Unsere
Unterseeboote bei der Arbeit
Amsterdam, 1.
Februar. (Priv.-Tel.)
Reuter meldet aus Paris:
Das Marineministerium teilt mit, daß das englische Dampfschiff
"Tako Maru" am Samstag morgen um 10 Uhr durch ein deutsches
Unterseeboot bei Kap Antifer torpediert wurde. Um 1 Uhr ist das englische
Dampfschiff "Ikaria" ebenfalls bei Kap Antifer torpediert worden.
Die "Ikaria" sank nicht, sondern sie wurde nach Havre geschleppt.
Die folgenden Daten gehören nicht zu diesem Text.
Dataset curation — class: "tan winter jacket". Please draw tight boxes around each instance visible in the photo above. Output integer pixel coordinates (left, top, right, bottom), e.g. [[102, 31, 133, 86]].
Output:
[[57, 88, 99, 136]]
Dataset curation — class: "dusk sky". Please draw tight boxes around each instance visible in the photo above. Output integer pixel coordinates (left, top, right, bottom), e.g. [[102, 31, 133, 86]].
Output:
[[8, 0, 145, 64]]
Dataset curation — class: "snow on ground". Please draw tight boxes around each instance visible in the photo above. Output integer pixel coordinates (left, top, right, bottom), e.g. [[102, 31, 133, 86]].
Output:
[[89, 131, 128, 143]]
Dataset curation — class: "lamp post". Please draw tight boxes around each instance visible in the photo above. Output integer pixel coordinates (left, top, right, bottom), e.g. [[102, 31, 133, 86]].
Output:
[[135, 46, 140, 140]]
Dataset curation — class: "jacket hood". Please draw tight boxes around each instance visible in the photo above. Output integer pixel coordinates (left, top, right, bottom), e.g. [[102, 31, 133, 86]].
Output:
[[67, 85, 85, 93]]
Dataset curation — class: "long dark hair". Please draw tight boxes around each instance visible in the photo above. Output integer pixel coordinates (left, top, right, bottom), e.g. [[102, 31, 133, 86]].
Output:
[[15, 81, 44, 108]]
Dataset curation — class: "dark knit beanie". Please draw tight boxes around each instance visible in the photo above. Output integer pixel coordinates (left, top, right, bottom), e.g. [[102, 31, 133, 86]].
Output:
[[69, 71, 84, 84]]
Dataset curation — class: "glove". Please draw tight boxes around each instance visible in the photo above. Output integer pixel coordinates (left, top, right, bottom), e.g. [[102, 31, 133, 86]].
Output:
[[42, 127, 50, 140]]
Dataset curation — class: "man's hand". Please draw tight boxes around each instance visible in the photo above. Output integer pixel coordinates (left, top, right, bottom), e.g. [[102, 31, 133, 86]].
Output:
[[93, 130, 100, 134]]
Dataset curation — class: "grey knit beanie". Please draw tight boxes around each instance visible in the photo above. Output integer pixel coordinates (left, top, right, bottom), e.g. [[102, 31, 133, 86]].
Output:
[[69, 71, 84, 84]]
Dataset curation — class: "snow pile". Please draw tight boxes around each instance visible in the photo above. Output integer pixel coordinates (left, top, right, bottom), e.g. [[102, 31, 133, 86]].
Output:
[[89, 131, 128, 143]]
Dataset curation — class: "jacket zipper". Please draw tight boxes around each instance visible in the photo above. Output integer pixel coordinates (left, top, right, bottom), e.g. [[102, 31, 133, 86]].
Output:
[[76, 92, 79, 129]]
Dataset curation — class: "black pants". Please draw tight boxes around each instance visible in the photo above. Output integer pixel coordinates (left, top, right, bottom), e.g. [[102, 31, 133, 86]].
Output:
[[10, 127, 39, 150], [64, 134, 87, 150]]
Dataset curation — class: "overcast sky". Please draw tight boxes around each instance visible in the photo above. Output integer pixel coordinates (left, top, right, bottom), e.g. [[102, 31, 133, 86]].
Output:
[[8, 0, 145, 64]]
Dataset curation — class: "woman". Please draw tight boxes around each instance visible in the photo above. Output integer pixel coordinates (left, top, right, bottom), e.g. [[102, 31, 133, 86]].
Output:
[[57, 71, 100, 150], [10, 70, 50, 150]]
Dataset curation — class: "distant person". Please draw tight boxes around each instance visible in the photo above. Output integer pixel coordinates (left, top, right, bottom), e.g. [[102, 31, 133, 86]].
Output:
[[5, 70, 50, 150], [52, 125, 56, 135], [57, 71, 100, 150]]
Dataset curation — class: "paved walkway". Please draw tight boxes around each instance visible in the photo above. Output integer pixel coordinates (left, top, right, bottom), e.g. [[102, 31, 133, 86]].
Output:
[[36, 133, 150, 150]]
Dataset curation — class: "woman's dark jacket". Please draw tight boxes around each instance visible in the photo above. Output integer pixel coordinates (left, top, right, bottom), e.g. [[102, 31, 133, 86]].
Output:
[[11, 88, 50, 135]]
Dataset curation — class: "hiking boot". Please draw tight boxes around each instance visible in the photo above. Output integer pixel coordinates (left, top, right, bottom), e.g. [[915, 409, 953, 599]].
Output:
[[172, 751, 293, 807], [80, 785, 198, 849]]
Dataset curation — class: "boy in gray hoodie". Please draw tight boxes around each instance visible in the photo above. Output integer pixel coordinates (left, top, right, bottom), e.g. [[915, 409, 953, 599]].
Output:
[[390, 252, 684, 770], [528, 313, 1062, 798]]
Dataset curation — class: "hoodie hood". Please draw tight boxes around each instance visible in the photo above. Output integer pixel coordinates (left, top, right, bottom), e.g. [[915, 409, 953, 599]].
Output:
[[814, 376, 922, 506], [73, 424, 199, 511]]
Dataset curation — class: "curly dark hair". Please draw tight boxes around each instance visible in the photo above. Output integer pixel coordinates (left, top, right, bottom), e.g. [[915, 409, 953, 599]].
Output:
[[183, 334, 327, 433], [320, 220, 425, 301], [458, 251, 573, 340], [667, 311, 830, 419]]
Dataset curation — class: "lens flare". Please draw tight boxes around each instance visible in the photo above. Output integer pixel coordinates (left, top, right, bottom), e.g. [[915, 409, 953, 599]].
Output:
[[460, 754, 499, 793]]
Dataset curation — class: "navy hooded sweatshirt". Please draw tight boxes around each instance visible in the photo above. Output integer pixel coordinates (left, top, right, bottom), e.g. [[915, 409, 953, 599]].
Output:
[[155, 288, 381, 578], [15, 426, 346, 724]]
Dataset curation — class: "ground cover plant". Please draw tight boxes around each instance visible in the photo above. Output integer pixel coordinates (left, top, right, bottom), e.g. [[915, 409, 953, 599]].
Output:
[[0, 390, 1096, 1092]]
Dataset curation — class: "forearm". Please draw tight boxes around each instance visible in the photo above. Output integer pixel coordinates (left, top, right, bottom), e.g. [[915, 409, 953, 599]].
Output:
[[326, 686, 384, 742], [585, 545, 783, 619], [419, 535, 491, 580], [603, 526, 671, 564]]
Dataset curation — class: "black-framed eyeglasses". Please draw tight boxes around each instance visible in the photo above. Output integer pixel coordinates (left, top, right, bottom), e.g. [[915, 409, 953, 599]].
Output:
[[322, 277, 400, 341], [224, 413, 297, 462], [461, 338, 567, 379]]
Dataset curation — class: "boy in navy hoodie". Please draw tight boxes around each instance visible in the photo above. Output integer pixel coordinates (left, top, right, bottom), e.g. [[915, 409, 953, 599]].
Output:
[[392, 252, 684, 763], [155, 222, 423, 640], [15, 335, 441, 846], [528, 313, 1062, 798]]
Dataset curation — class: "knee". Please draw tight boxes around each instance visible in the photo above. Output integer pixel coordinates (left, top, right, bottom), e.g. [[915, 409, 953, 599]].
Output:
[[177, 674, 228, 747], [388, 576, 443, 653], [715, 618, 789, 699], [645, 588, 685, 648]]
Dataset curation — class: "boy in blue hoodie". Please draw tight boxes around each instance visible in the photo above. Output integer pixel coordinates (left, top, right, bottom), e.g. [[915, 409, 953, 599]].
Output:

Nach einer anderen Reutermeldung flog das englische Dampfschiff "Tako
Maru" heute früh acht Meilen nordwestlich von Kap Heve in die
Luft. Die Ursache ist unbekannt. Ein Fischerdampfer rettete die Besatzung,
die aus 57 Personen bestand. Die "Tako Maru" hatte 97000 geschlachtete
Schafe an Bord, sowie eine Menge Kleider für belgische Flüchtlinge.
Die "Tako Maru" umfaßte 6084 Tonnen. Das Schiff hatte
eine Länge von 425 Fuß und war 1894 in Southampton gebaut.
Es gehörte nach London.
Aus Fleetwood meldet Reuter:
Die Überlebenden der "Bencruachan" und der "Linda
Blanche" erklären, daß die deutschen Offiziere sagten:
"Es tut uns leid, daß wir Sie belästigen müssen,
aber wir haben Befehl, jedes englische Schiff, das wir treffen, in den
Grund zu bohren." Der Kapitän des Fischdampfers "Niblick"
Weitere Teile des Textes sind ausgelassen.